Another development that has led to a new perspective on historical work is the rise in corpus linguistics. In general terms, this has inspired renewed respect for data and a greater realisation that theorising needs to be accountable to the facts. Close inspection of corpus data has in many cases led to the discovery of previously unsuspected patterns, thus transforming traditional ideas about the grammar and pronunciation of present-day English. A strong orientation towards data is of course what historical linguistics has always had. While this had for a while been regarded as a weakness, in the new corpus-inspired climate that is informing large areas of language study, such criticism would sound positively misguided.

Conversely, scholars working on the history of English have fully incorporated concepts and techniques from other fields in linguistics, with the result that their work has become much more flexible and outward-looking. Anyone currently working on the details of, say, Middle English negative clauses will routinely apply structural, sociolinguistic or corpus-linguistic methods of analysis to their material. Historical linguists have indeed also used their considerable expertise in textually based work in order to create historical computer corpora of English, which they have subsequently mined with unparalleled enthusiasm (see Kohnen 2007 for an overview). The result has been an undoubted rapprochement between work on the history of English and that on other areas of the language.

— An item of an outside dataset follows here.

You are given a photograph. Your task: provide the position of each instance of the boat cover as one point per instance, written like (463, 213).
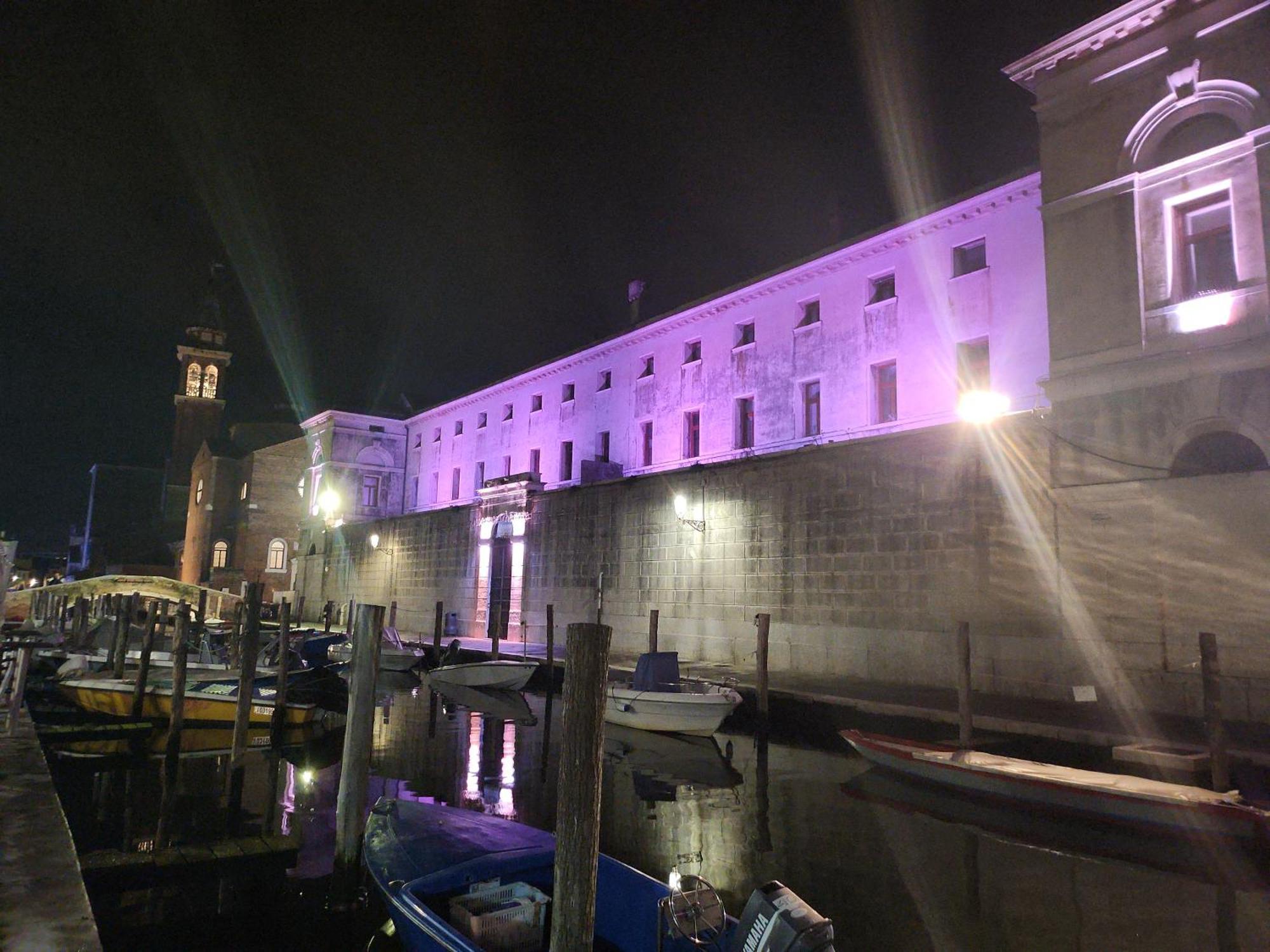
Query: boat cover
(657, 671)
(1074, 777)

The turn towards Modern English

A further relevant development is that practitioners of the history of the English language have increasingly turned their research attention away from its medieval stages. Part of the reason for this may have been a feeling that the most significant work on Old and Middle English had been done. Another part may be traceable to an editorial decision. When Richard Hogg and his team of editors in planning the Cambridge History of the English Language in the mid 1980s decided that there would be separate volumes for each of the major periods, the result was a number of lengthy chapters, written by leading scholars, mapping out what was interesting and significant in Early and Late Modern English. This work did not fail to inspire others, resulting in an upsurge of activity, in particular in Late Modern English (for a survey of this growth, see Pérez-Guerra et al 2007). And more was to follow. Once the first digital corpora of English, created in the 1960s, had been in existence for a few decades, it was realised that creation of comparable corpora composed of language produced in the 1990s would make possible comparison of the two stages, with a view to identifying current change in English. Such study of the very recent history of the language is now developing into a thriving field, some of it described and referenced in Mair (2006) and Leech et al (2009). It is not difficult to imagine the effect of this shift away from Old and Middle English on student perceptions of the subject. In concrete terms, it involves the difference between studying changes taking place between, for example, Old English and early Middle English (on the basis of edited texts that keep the full complexity of the original manuscripts at arm’s length and that are obviously produced for use in classrooms only) and changes taking place between the 1960s and the 1990s (on the basis of data that can be found everywhere, in its full authentic glory, with ever greater amounts of it being available at the click of a mouse).